Pero conviene centrar la mirada y la posición en el verdadero terreno en que se celebran estas elecciones autonómicas. Y es que de veras estamos ante un reto muy importante para la calidad de vida de la gente, que es uno de los aspectos más valorables de la política real. Las competencias de la Comunidad de Madrid son claves para la sanidad, algo absolutamente relevante en estos momentos de salida de la pandemia, tanto por la necesidad presente de una cobertura eficaz de los casos todavía numerosos de contagio, como por el propio plan de vacunación, que muestra carencias muy notables en su ejecución. En educación, donde los avatares de la crisis sanitaria han derivado en un resquebrajamiento del sistema educativo, falto de respuestas consistentes para sortear las dificultades del momento, pues la idea de servicio público no ha arraigado mínimamente en la estructura educativa, quedando buena parte del alumnado en una situación de precariedad escolar muy dañina de futuro. En los servicios sociales, profundamente deteriorados por falta de refuerzos en la atención primaria que, como en sanidad, resulta fundamental para la actuación del sistema público. Además la atención a la dependencia pasa por una infinita lentitud, que genera la desatención de miles de personas, que incluso fallecen antes de recibir ni siquiera su valoración. En vivienda, donde no se aborda el problema endémico de un acceso asequible, mientras campan a sus anchas los fondos buitre sin que se acabe de cortar su incursión en un tema de tanto riesgo social. En la garantía de ingresos, en la que se ha querido aprovechar el surgimiento del Ingreso Mínimo Vital, IMV, para reducir la Renta Mínima de Inserción madrileña a un mero instrumento de tapa agujeros, en vez de actuar como complementaria del IMV para atender al umbral de pobreza fijado hoy en 750 euros por una persona sola, sin contar los complementos por cada nuevo miembro a añadir de la unidad de convivencia. Son solo algunos ejemplos concretos de la transcendencia de ese papel del poder autonómico.

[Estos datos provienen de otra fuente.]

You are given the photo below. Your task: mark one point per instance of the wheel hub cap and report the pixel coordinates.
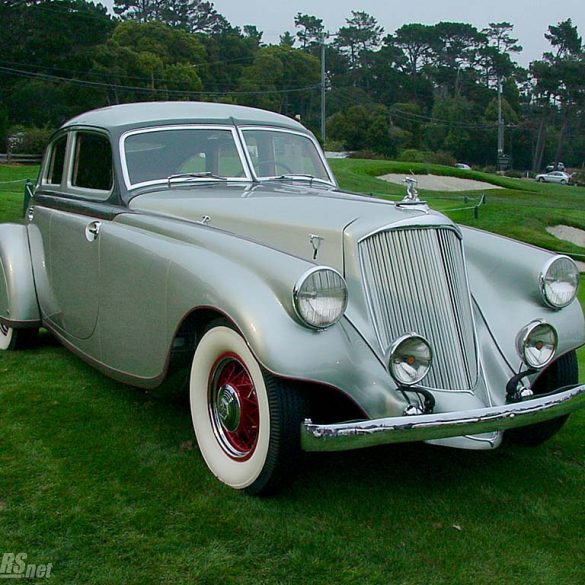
(233, 407)
(228, 407)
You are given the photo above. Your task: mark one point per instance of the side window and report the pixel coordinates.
(54, 174)
(92, 162)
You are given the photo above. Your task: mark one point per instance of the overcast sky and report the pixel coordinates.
(530, 18)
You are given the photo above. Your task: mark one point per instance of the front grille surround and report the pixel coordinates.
(415, 281)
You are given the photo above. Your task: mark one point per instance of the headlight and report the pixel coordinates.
(409, 359)
(559, 282)
(320, 297)
(537, 344)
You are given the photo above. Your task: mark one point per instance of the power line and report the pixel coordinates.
(107, 75)
(88, 83)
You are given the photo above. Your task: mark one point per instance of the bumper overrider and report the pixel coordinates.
(401, 429)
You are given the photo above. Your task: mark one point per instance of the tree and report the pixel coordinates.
(140, 10)
(559, 75)
(417, 42)
(361, 36)
(287, 40)
(310, 30)
(252, 33)
(565, 38)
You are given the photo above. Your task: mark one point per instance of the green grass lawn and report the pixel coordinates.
(106, 483)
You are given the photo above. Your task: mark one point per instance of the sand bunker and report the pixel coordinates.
(437, 183)
(569, 234)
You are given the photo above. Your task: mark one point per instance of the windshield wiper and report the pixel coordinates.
(303, 177)
(200, 175)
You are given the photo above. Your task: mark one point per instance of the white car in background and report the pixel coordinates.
(554, 177)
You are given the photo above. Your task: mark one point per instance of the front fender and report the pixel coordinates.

Entonces, la conclusión final de este relato de coyuntura, incide en algo que es un asunto mucho más de fondo para la reflexión cívica de la ciudadanía, el valor de la democracia en una situación como la actual. Somos conscientes de que la democracia es una realidad imperfecta, como lo es la propia política, por eso hay que elegir siempre con ese punto de relatividad que el acontecer humano y social nos sugiere. Pero es el instrumento a nuestro alcance para intervenir en la vida pública, donde se toman decisiones tan fundamentales para el bienestar social personal y colectivo. Por eso votar es una obligación moral para contribuir a la mejora efectiva de la sociedad. Hay que respetar la abstención consciente debidamente asumida, por razones ideológicas, eso forma parte también de la praxis democrática, aunque yo no la comparta. Pero nadie debe renunciar al voto por dejación o por comodidad. Si no participamos estamos delegando nuestra voz en una mayoría beligerante que defiende sus intereses de clase no para construir igualdad, sino para afianzar su poder económico y social, a través de ese poder político que les cedemos.

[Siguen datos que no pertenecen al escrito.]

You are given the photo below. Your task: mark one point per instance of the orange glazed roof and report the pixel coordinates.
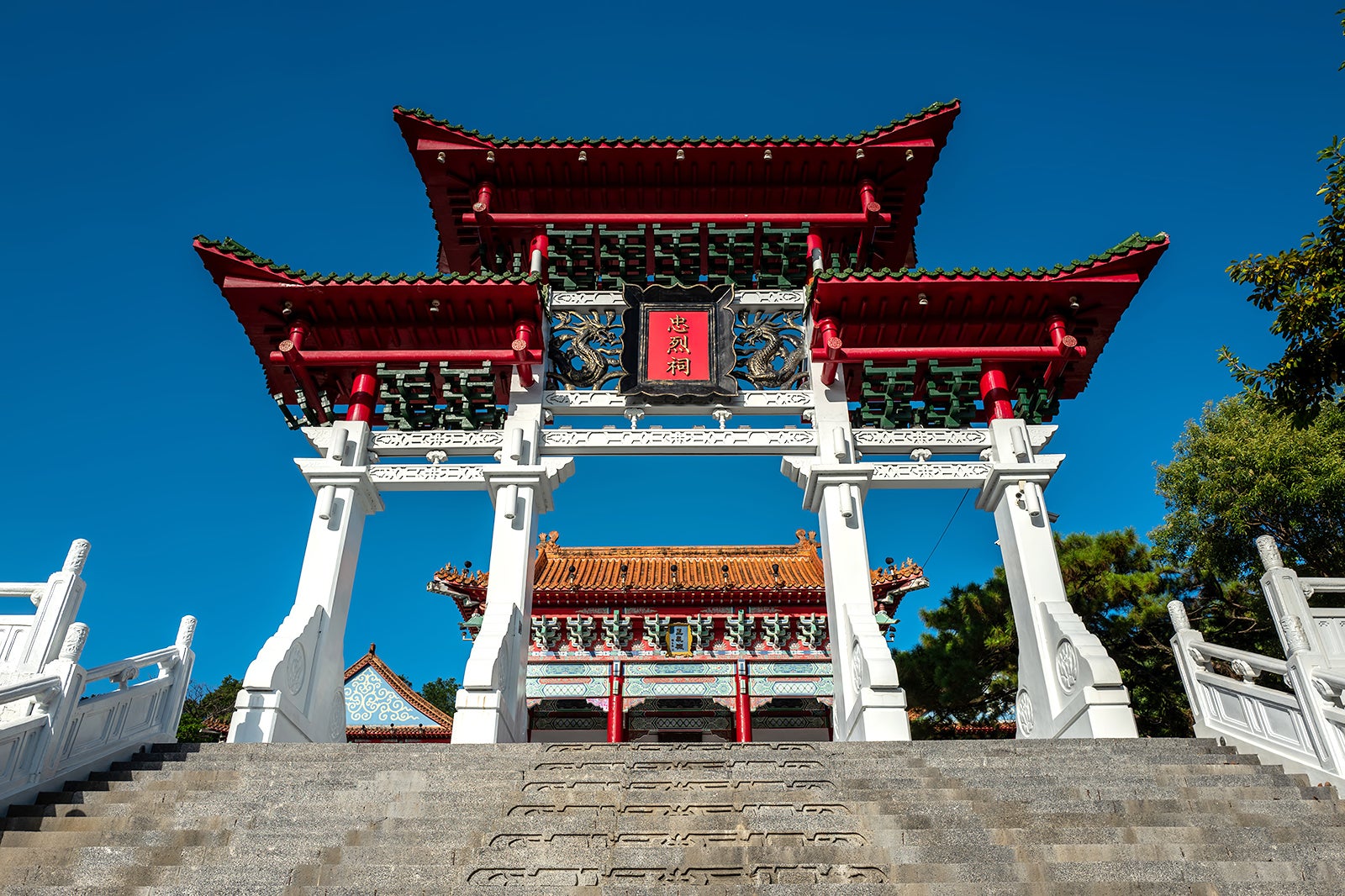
(786, 572)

Más aún, solo desde la participación democrática, que es mucho más que votar, es seguir día a día activos para apoyar y defender las causas justas, se puede transformar la política, de manera que la democracia no constituya tanto una regla de juego para elegir a nuestros representantes, sino un compromiso de convivencia social, donde los derechos humanos y la justicia social sean los signos distintivos de nuestro sistema.

Ahora bien, el paso primero, el elemental para retomar ese camino, es acudir el 4 de mayo a las urnas para hacer valer la voluntad democrática de la población madrileña en cambiar el rumbo de su Comunidad y superar 25 años de hegemonía neoliberal, antisocial y corrupta.